The most challenging testing areas in personal activity monitoring (PA) are activity type identification and severity prediction. Andrea et al. [27] used a large dataset of raw accelerometer-based activity data from 33 subjects in their study to track 26 daily tasks. In the suggested approach, a support vector machine (SVM) classifier was employed to differentiate individual subject's behaviours. The classifier was reported to be 95% accurate in activity detection when sensors were placed on the ankles, but only 84.2% accurate when sensors were placed on the wrist. The activities were largely based on raw data, which indicated a variance in acceleration for different activity groups. Furthermore, the proposed technique stated 4 s latency times on mobile devices. Another study [28] employed chest-worn inertial measurement unit (IMU) sensors to investigate several participants’ exercise and activity behaviour. In this study, 10 people were monitored for 55 different workout kinds in order to identify activity. On a high-performance computer, the suggested CNN model achieved an average accuracy of 89.9% and a quick convergence time of 39.74 μs.
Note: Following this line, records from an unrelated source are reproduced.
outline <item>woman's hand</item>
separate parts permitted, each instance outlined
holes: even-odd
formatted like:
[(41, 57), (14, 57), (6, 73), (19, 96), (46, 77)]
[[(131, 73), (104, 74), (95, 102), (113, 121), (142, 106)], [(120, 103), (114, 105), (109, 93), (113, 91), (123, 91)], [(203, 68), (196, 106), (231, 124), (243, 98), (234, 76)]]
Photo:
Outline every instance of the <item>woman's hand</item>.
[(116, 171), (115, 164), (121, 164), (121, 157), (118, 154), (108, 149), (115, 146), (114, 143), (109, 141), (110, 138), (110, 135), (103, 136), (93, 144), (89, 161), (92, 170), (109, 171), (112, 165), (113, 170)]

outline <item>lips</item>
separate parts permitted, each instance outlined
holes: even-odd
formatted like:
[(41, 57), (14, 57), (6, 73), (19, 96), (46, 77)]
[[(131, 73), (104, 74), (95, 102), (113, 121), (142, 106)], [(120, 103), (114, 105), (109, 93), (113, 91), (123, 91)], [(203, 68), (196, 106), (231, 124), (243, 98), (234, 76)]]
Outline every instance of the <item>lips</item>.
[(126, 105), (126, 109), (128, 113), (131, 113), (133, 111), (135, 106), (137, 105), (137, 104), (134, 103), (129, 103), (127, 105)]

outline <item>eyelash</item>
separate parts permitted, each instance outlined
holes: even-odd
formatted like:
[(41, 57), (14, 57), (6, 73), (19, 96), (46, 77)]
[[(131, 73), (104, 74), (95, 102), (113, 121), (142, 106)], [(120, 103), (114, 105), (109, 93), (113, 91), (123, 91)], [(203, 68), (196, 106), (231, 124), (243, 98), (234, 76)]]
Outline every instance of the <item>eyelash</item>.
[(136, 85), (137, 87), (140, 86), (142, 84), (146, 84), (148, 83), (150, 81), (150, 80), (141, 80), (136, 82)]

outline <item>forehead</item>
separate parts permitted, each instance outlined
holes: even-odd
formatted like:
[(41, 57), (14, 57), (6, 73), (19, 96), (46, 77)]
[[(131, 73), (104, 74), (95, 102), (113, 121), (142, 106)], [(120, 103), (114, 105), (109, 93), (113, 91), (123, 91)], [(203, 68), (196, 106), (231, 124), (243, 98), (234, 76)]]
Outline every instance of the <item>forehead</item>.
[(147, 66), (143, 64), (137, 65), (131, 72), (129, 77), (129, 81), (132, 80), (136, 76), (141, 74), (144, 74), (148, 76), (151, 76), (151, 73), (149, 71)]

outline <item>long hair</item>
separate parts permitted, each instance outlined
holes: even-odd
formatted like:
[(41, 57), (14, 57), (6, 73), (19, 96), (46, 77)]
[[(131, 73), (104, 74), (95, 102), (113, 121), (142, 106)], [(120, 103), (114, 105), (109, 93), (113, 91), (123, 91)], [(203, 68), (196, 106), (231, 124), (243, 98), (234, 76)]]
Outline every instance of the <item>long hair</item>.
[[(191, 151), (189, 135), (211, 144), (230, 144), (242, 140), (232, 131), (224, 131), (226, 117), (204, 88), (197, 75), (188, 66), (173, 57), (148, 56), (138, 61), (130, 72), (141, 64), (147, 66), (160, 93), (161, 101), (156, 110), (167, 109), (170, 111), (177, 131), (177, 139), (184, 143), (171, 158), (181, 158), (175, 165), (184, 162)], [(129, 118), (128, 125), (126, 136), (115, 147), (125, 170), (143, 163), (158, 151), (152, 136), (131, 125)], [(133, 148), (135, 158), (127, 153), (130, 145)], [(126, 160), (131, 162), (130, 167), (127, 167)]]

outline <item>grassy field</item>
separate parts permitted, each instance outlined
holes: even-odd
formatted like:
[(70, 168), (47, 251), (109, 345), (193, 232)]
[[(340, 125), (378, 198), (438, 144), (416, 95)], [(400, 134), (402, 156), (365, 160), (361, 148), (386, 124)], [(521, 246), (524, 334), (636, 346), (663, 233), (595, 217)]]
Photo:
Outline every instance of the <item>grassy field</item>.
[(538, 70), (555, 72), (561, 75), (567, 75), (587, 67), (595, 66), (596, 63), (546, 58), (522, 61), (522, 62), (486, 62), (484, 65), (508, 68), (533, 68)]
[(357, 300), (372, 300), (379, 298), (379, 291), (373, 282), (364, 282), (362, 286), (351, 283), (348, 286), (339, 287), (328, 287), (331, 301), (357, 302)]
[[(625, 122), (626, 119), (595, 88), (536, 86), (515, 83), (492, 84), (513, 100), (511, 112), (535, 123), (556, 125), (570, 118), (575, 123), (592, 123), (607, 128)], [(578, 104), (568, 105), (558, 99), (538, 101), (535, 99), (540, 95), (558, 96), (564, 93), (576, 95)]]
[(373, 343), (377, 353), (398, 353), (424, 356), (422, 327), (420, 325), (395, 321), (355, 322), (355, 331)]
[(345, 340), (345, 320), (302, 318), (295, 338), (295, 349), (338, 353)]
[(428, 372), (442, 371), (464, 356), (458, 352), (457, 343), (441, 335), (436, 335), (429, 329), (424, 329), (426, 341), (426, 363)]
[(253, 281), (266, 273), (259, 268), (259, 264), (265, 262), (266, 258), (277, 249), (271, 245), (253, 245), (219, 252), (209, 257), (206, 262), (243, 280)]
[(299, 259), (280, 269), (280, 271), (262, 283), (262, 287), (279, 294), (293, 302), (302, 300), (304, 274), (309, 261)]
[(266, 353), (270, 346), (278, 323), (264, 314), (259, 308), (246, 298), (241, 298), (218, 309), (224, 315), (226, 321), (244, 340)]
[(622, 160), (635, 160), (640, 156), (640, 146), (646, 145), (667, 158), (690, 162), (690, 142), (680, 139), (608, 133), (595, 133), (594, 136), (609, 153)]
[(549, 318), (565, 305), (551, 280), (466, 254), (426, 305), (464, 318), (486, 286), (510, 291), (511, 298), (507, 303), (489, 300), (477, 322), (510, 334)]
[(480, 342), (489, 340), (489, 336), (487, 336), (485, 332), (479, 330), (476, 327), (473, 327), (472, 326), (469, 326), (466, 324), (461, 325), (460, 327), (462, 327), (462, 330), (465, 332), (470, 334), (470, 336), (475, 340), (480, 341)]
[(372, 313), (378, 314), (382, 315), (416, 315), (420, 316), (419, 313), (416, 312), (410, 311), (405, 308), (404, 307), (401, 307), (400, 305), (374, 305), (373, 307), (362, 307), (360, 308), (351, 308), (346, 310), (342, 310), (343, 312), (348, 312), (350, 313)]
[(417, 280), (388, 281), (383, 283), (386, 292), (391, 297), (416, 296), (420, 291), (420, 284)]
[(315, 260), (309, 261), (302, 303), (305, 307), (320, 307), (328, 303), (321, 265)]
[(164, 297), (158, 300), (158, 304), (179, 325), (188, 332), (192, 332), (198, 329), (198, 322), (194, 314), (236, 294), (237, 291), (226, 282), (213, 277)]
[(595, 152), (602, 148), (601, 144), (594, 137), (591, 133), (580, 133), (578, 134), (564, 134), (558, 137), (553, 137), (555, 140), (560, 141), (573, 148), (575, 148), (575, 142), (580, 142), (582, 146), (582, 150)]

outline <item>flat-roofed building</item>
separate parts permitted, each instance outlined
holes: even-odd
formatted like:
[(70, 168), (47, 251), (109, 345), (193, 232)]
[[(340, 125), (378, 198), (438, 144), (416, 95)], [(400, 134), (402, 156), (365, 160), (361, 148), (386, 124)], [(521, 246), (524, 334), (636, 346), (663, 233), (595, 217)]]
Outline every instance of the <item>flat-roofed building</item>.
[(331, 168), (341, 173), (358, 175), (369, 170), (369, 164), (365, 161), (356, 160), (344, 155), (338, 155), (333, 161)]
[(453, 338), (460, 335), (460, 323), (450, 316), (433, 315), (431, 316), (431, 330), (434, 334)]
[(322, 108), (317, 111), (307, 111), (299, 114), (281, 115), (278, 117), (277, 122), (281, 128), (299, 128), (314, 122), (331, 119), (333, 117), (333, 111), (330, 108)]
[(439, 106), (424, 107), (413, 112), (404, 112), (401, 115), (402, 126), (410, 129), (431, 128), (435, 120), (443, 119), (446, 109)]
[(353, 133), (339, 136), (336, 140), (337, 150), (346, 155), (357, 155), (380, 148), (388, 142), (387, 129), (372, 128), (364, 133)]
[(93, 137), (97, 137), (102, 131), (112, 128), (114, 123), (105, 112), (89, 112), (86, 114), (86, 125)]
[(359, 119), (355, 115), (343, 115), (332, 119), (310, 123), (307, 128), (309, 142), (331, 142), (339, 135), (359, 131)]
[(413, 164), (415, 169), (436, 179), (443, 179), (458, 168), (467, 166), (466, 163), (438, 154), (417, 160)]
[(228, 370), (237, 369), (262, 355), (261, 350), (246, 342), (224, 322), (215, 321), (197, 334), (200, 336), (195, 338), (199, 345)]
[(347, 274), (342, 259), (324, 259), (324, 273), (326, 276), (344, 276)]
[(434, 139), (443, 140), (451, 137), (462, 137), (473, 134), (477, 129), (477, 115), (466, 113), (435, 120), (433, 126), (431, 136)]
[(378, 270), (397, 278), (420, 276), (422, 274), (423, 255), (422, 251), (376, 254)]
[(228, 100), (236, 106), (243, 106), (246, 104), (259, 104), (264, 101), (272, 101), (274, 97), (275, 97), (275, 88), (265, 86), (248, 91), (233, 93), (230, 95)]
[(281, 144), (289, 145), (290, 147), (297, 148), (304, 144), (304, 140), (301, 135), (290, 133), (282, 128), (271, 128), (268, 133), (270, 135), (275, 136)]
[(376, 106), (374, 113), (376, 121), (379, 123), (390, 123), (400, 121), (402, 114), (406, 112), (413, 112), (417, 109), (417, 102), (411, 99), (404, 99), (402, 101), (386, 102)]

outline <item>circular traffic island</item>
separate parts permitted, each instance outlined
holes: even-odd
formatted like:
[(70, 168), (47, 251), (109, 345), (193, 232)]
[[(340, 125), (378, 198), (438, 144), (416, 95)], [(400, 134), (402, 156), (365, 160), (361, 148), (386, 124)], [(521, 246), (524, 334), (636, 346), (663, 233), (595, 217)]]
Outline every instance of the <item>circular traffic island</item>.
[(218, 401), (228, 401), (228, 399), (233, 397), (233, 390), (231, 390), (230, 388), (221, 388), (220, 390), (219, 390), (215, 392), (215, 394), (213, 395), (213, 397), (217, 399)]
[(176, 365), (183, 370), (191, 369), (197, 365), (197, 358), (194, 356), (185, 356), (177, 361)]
In [29], an activity detection model based on raw accelerometer data was presented. The researchers gathered large datasets of accelerometer data from 10 patients who wore wrist-worn MEMS sensors for 30 days. The suggested model quantifies the activity of daily living (ADL) index using a condensed computational technique. Although it was stated that the suggested method identified all activity categories, no performance measurements in terms of accuracy or convergence times were provided. To cluster patient data from the critical care unit, Sookyung et al. [30] used an unsupervised machine learning method based on the K-Means algorithm. In this context, nine exploratory clinical datasets totaling 1503 observations were investigated. Based on clinical data comparisons, the suggested model contained three clusters that classified nine characteristics. This feature set was used to create patient treatment programmes. The suggested model, on the other hand, merely created clusters based on the features given and did not indicate the model performance measures.

On the other hand, SURF is an adaptive unsupervised lightweight machine learning algorithm designed to reduce the workload of wearable devices. The proposed technique utilized growing neural gas networks (GnG) to observe the recorded electrocardiogram (ECG) patterns for compression and size reduction. This ensured a shorter ECG transmission size, that helped to conserve wearable device energy with shorter and effective transmissions. In addition, the algorithm also reduced the dictionary size of the signal, achieving compression ratios of 90%, allowing energy savings by sending a smaller dataset for more processing [31]. Rashidy et al. [32] suggested an end-to-end CNN-based framework for COVID-19 virus identification and control. In this regard, a dataset containing chest x-ray records of 622 subjects were used to train the CNN model. The suggested system consists of three layers, with the first layer performing real-time data acquisition, which is later analyzed in the cloud. The proposed technique reported a 97.95% classification accuracy, along with 98.85% of average specificity for all COVID-19 positive cases.

Farzad et al. [33] have proposed a hybrid technique for identifying log messages in which the isolation forest algorithm filters and predicts positive samples from the dataset. Autoencoder networks are used to extract features and train the model to identify abnormalities. BlueGene/L and OpenStack datasets with 4,399,502 and 137,074 samples, respectively, were used by the researchers. The suggested approach is an extension of unsupervised learning that relies entirely on positive data for training. The model was reported to have an average accuracy of 88.6%. However, when multi-variate analysis was used, the convergence time increased to 572 s, which may limit their effectiveness in wearable domains. In addition, Milos et al. [34] examined 4486 post-cardiac surgical patients data for diagnoses and early symptoms warnings. The study extensively investigated medical records for outlier detection using supervised support vector machine (SVM) learning methods yielding a classification accuracy of 66%. However, because of its univariate existence and offline computation, it may not be suitable for scalable complex real-time anomaly detection. Similarly, Shafeiy et al. [35] proposed a two-prongs approach for COVID-19 severity in patients. In this study, 13 non-sever COVID-19 positive patients were studied for disease progression. Initially, quick reduce feature selection (QRFS) technique was employed to classify the distinct features in the dataset. Later, quantum neural networks (QNN) were designed to classify the magnitude of disease spread. The stated results reported an accuracy of 92.33% in all positive test cases. However, the proposed technique is computationally complex and may not scale to the wearable platforms.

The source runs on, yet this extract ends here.